The SARS coronavirus (SARS-CoV) replicase gene encodes 16 nonstructural proteins (nsps) with multiple enzymatic activities. Several of these enzymes are common components of replication complexes of other plus-strand RNA viruses, such as picornavirus 3C-like protease, papain-like protease, RNA-dependent RNA polymerase, RNA helicase, and ribose 2′-O-methyltransferase activities, while others such as exoribonuclease, endoribonuclease, and adenosine diphosphate-ribose 1″-phosphatase activities, are rarely or not conserved in viruses outside the order Nidovirales. The latter enzymes are believed to be involved in unique metabolic pathways used by coronaviruses to (1) replicate and transcribe their extremely large RNA genomes, and (2) interfere with cellular functions and antiviral host responses.
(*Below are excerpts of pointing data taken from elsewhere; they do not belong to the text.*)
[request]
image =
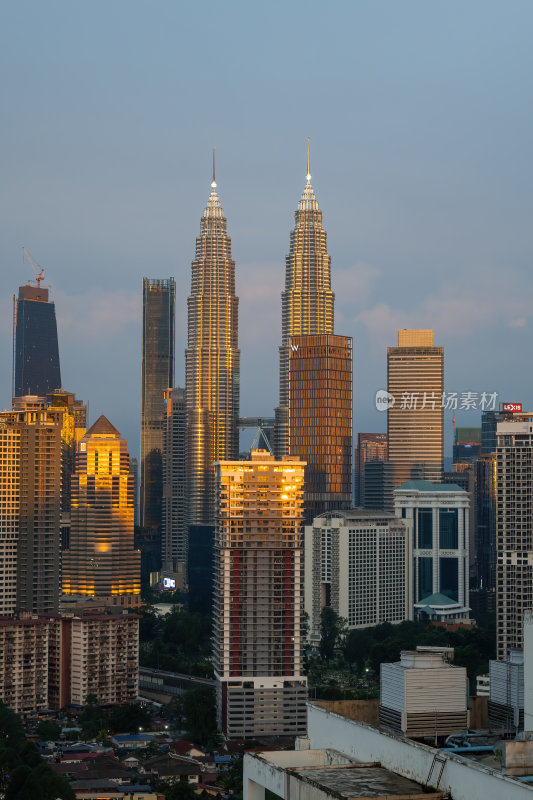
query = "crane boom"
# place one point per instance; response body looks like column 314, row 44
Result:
column 38, row 275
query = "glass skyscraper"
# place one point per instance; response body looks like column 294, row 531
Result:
column 157, row 376
column 36, row 351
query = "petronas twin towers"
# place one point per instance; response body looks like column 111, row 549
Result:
column 213, row 356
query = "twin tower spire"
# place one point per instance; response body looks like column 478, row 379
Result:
column 213, row 355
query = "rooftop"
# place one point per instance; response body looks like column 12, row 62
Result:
column 364, row 781
column 330, row 773
column 427, row 486
column 359, row 514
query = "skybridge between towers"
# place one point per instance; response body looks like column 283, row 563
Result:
column 264, row 428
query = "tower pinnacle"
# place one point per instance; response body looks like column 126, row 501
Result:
column 213, row 183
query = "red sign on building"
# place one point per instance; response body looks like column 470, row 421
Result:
column 515, row 407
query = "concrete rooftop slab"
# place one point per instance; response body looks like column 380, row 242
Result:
column 365, row 781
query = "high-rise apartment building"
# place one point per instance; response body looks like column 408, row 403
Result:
column 36, row 351
column 257, row 649
column 30, row 494
column 212, row 363
column 439, row 514
column 514, row 530
column 54, row 662
column 360, row 563
column 370, row 447
column 174, row 540
column 101, row 560
column 320, row 418
column 157, row 375
column 307, row 299
column 415, row 421
column 485, row 541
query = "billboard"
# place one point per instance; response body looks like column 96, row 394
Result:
column 514, row 407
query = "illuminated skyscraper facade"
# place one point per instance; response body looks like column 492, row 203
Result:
column 514, row 531
column 415, row 423
column 257, row 606
column 36, row 351
column 320, row 419
column 212, row 362
column 30, row 492
column 157, row 376
column 101, row 560
column 307, row 299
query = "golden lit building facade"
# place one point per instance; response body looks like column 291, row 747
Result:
column 101, row 560
column 307, row 300
column 415, row 421
column 320, row 419
column 212, row 361
column 257, row 606
column 30, row 495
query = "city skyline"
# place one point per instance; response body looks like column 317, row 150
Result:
column 424, row 178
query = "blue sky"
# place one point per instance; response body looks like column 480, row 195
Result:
column 420, row 118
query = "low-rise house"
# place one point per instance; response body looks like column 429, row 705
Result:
column 172, row 769
column 184, row 748
column 107, row 790
column 130, row 741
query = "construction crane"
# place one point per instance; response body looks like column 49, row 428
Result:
column 39, row 276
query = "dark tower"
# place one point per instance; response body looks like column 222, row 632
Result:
column 157, row 376
column 36, row 351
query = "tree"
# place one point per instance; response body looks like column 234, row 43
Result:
column 332, row 629
column 47, row 730
column 200, row 710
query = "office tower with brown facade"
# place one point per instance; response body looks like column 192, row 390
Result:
column 101, row 560
column 30, row 495
column 157, row 376
column 307, row 300
column 415, row 421
column 212, row 361
column 320, row 419
column 257, row 648
column 514, row 531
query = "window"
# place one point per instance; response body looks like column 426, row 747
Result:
column 425, row 528
column 448, row 529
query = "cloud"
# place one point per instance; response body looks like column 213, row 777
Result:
column 98, row 314
column 519, row 322
column 454, row 310
column 354, row 286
Since the global outbreak of SARS in 2003, major efforts have been made to elucidate the structures of the protein components of the SARS-CoV replication/transcription complex. Thus, in less than 5 years, the structures of as many as 16 SARS-CoV proteins or functional domains have been determined. Remarkably, eight of these 16 structures had novel folds, illustrating the uniqueness of the coronavirus replicative machinery. Furthermore, several new protein functions and potential drug targets have been identified in these studies. Current structural studies mainly focus on the few remaining proteins for which no structural information is available and larger protein complexes comprised of different nsps. The studies aim at obtaining detailed information on the functions and macromolecular assembly of the coronavirus replication/transcription machinery which, over a long period of time, may be used to develop selective antiviral drugs. This chapter reviews structural information on the SARS-CoV macro domain (ADRP) as well as nsps 7, 8, 9, and 15 and summarizes our current knowledge of active-site residues and intermolecular interactions of these proteins.